Ich wirke nervös, wenn ich von einem Bein aufs andere wippe. Deswegen vorher nochmal ruhig hinstellen und darauf achten, dass ich nicht verspannt bin. Eine aufrechte Körperhaltung wirkt souverän. Ich sollte mich nicht an etwas festklammern, sondern die Hände freihalten, damit ich natürlich gestikulieren
kann. In der Regel hält man in einer Hand das Stichwortkonzept oder Skript. Die zweite Hand sollte frei sein und auf Hüfthöhe gehalten werden. Dann kommt die Gestik von alleine. Eine natürliche Gestik unterstützt auch den eigenen Sprechfluss. Und das wirkt auf das Publikum. Ich strahle viel mehr Souveränität aus. Ich fühle mich auch besser, wenn ich meine körperlichen Signale kontrollieren kann. Das erfordert natürlich Übung. Wichtig ist auch der Blickkontakt: einerseits wegen der Aufmerksamkeit und andererseits auch, damit die Zuhörer sich angesprochen fühlen.
Wie sieht es mit Medieneinsatz aus?
Nur, wenn es wirklich sinnvoll ist, sollte ich Medien zur Unterstützung meines Vortrags heranziehen. Weniger ist oft mehr, weil zu viel einfach nur ablenkt.
Wenn ich eine Präsentation verwende, auf der alles ausformuliert draufsteht, dann hört mir keiner mehr zu, weil jeder mit Lesen beschäftigt ist. Im Zentrum steht immer der Sprecher mit seinem Vortrag. Jedes Medium sollte nur unterstützen und veranschaulichen. Ich muss mich also fragen: Was kann ich mit einer Präsentation wirklich deutlicher zeigen? Gibt es Bilder oder Statistiken, die helfen, den Inhalt besser zu verstehen? Gibt es bestimmte Schlagwörter, die ganz essentiell sind und man auf einen Blick lesen kann? Es sollte alles immer auf den ersten Blick erkennbar sein. Immer gut ist es, eine Gliederung des Vortrags zu visualisieren, damit sich der Zuhörer im Vortrag orientieren kann.

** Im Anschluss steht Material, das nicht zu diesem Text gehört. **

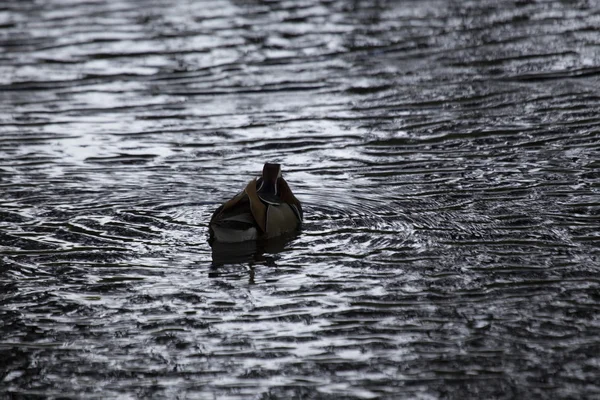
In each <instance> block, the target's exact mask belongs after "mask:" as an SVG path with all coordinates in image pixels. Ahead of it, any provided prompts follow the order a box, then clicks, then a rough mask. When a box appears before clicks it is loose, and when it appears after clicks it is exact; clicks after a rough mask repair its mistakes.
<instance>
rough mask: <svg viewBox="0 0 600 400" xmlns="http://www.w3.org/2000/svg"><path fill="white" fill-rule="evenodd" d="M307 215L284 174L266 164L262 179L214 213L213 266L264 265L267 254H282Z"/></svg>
mask: <svg viewBox="0 0 600 400" xmlns="http://www.w3.org/2000/svg"><path fill="white" fill-rule="evenodd" d="M302 218H303V211H302V205H301V204H300V201H298V199H297V198H296V196H294V194H293V193H292V190H291V189H290V187H289V185H288V184H287V182H286V181H285V179H284V178H283V176H282V173H281V165H280V164H271V163H266V164H265V165H264V167H263V171H262V176H261V177H259V178H258V179H253V180H251V181H250V182H249V183H248V184H247V185H246V188H245V189H244V190H243V191H241V192H240V193H238V194H236V195H235V196H234V197H233V198H232V199H230V200H228V201H226V202H225V203H224V204H223V205H221V206H220V207H219V208H217V210H216V211H215V212H214V213H213V215H212V217H211V219H210V223H209V243H210V245H211V247H212V255H213V265H214V266H217V265H223V264H228V263H240V262H248V261H250V262H253V261H257V262H261V260H260V257H262V254H264V253H265V252H279V251H281V250H283V248H284V247H285V244H286V243H287V242H289V240H290V239H291V238H292V237H293V236H294V235H293V234H294V233H295V232H297V231H298V229H299V228H300V225H301V223H302Z"/></svg>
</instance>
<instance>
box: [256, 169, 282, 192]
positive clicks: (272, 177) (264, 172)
mask: <svg viewBox="0 0 600 400" xmlns="http://www.w3.org/2000/svg"><path fill="white" fill-rule="evenodd" d="M279 178H281V164H272V163H265V166H264V167H263V173H262V176H261V177H260V178H259V179H258V181H257V182H256V191H257V192H259V193H263V194H268V195H274V196H277V195H279V190H278V185H277V183H278V180H279Z"/></svg>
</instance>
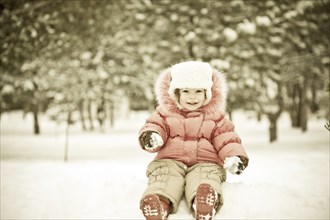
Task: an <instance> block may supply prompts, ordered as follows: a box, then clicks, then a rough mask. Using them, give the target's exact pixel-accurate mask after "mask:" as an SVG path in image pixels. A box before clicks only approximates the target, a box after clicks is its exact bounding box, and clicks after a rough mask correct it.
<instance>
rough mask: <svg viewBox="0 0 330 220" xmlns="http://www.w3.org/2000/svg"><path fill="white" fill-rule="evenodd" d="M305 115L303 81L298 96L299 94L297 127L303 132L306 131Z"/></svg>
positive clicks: (307, 113) (306, 127)
mask: <svg viewBox="0 0 330 220" xmlns="http://www.w3.org/2000/svg"><path fill="white" fill-rule="evenodd" d="M307 114H308V101H307V80H306V79H304V82H303V86H302V87H300V94H299V126H300V128H301V130H302V131H303V132H305V131H307Z"/></svg>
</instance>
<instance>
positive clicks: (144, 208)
mask: <svg viewBox="0 0 330 220" xmlns="http://www.w3.org/2000/svg"><path fill="white" fill-rule="evenodd" d="M140 209H141V210H142V213H143V215H144V217H145V218H146V220H166V219H167V216H168V214H169V211H170V204H169V202H166V201H165V200H164V199H161V198H159V196H157V195H155V194H150V195H146V196H145V197H144V198H143V200H142V203H141V207H140Z"/></svg>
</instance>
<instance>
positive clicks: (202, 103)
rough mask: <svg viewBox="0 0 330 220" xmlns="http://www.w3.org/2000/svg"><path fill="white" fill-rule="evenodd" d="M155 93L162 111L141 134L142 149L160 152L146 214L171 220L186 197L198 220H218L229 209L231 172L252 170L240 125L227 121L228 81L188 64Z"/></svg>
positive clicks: (166, 79)
mask: <svg viewBox="0 0 330 220" xmlns="http://www.w3.org/2000/svg"><path fill="white" fill-rule="evenodd" d="M155 92H156V97H157V101H158V104H159V106H158V107H157V109H156V111H155V113H154V114H153V115H151V116H150V117H149V118H148V119H147V120H146V124H145V125H144V126H143V127H142V128H141V130H140V133H139V134H140V136H139V141H140V144H141V147H142V148H143V149H144V150H146V151H149V152H158V153H157V156H156V157H155V159H154V160H153V161H152V162H151V163H150V164H149V166H148V169H147V176H148V178H149V183H148V187H147V189H146V191H145V192H144V194H143V196H142V199H141V203H140V208H141V210H142V212H143V215H144V217H145V218H146V219H147V220H156V219H167V216H168V215H169V214H170V213H175V212H176V211H177V209H178V205H179V202H180V200H181V197H182V195H183V193H185V198H186V200H187V203H188V205H189V206H188V207H189V208H190V209H191V211H192V212H193V213H194V214H195V217H196V219H212V217H213V216H214V215H215V213H216V212H217V211H219V209H220V208H221V206H222V204H223V199H222V195H221V183H222V182H224V181H225V180H226V172H225V170H227V171H229V172H231V173H234V174H240V173H242V171H243V170H244V169H245V167H246V166H247V165H248V156H247V154H246V152H245V150H244V149H243V147H242V145H241V140H240V138H239V136H238V135H237V134H236V133H235V132H234V125H233V124H232V123H231V122H230V121H228V120H227V119H226V118H225V107H226V94H227V87H226V82H225V78H224V76H223V75H222V74H221V73H220V72H218V71H216V70H214V69H212V67H211V66H210V65H209V64H208V63H205V62H199V61H188V62H183V63H179V64H176V65H174V66H172V67H171V68H168V69H166V70H165V71H164V72H163V73H162V74H161V75H160V76H159V78H158V80H157V83H156V85H155Z"/></svg>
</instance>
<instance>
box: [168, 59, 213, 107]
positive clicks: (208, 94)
mask: <svg viewBox="0 0 330 220" xmlns="http://www.w3.org/2000/svg"><path fill="white" fill-rule="evenodd" d="M212 74H213V70H212V67H211V65H210V64H209V63H205V62H200V61H187V62H182V63H178V64H175V65H174V66H172V68H171V82H170V87H169V90H168V93H169V95H170V97H171V98H172V99H173V100H174V101H175V102H176V103H177V104H178V103H179V100H178V97H177V96H176V95H175V90H176V89H205V92H206V98H205V101H204V104H203V105H207V104H208V103H209V102H210V101H211V98H212V91H211V88H212V85H213V81H212ZM178 107H181V106H180V105H178Z"/></svg>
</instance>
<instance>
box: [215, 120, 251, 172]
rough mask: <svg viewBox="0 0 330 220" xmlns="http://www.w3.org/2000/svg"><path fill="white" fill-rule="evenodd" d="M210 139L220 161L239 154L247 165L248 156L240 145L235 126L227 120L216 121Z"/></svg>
mask: <svg viewBox="0 0 330 220" xmlns="http://www.w3.org/2000/svg"><path fill="white" fill-rule="evenodd" d="M212 141H213V146H214V147H215V149H216V150H217V152H218V156H219V158H220V160H221V162H222V163H223V162H224V160H225V159H226V157H230V156H240V157H243V158H244V159H243V162H244V164H245V166H247V165H248V162H249V158H248V155H247V154H246V152H245V149H244V147H243V146H242V142H241V138H240V137H239V136H238V134H237V133H236V132H235V126H234V125H233V124H232V123H231V122H230V121H229V120H227V119H225V118H224V119H222V120H221V121H219V122H218V123H217V125H216V128H215V130H214V132H213V140H212Z"/></svg>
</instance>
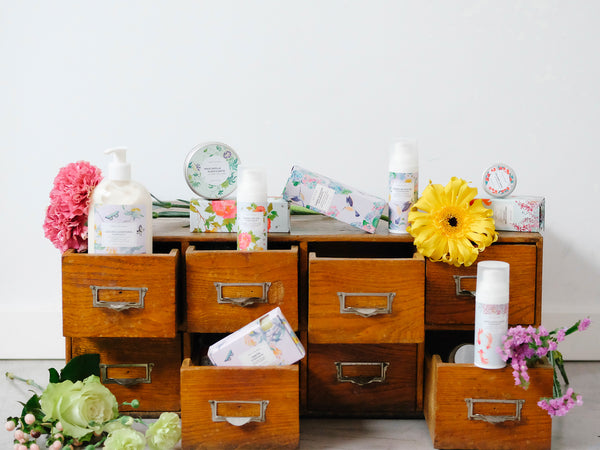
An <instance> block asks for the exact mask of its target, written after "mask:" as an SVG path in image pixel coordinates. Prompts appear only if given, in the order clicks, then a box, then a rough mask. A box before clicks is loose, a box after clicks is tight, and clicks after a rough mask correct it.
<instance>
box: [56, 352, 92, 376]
mask: <svg viewBox="0 0 600 450" xmlns="http://www.w3.org/2000/svg"><path fill="white" fill-rule="evenodd" d="M90 375H96V376H98V377H99V376H100V355H99V354H98V353H88V354H85V355H79V356H76V357H75V358H73V359H72V360H71V361H69V362H68V363H67V365H66V366H65V367H64V369H63V370H61V371H60V382H62V381H66V380H71V381H72V382H73V383H75V382H76V381H83V380H85V379H86V378H87V377H89V376H90ZM51 382H52V381H51Z"/></svg>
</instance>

Sollte man den Vortrag besser auswendig lernen oder vorlesen?
Wenn der Vortrag möglichst frei wirken soll, greift man am besten auf das Stichwortkonzept zurück: ein DIN-A5-Blatt, auf dem nur die wichtigsten Gliederungspunkte und Stichworte stehen. Keine ausformulierten Sätze. Man sollte als Sprecher auf einen Blick erkennen, wo man gerade im Vortrag ist. Das geht bei einem ausformulierten Skript nicht so gut. Den Inhalt seines Vortrags sollte man ohnehin sehr gut kennen. Ein auswendig gelernter Vortrag wirkt auch auswendig gelernt. Man muss sich Raum lassen, um natürlich zu formulieren. Ein ausformuliertes Skript würde ich nur bei einem wirklich wissenschaftlichen Vortrag mit Pult empfehlen. Dann muss ich aber auch gesprochenes Deutsch aufschreiben. Und auch üben, damit ich weiß, wie ich damit umgehen kann, damit ich auch ab und zu von meinem Skript aufsehen kann, um den Blickkontakt doch noch halten zu können. Wenn der Vortrag einigermaßen frei wirken soll, ist jedoch das Stichwortkonzept zu empfehlen.
Zur Person:
- Barbara Neuber hat sich neben ihrem Lehramstudium zur Sprecherzieherin ausbilden lassen.
- Derzeit ist sie Lehrkraft für Sprecherziehung und hält unter anderem Seminare für Studierende aller Fächer.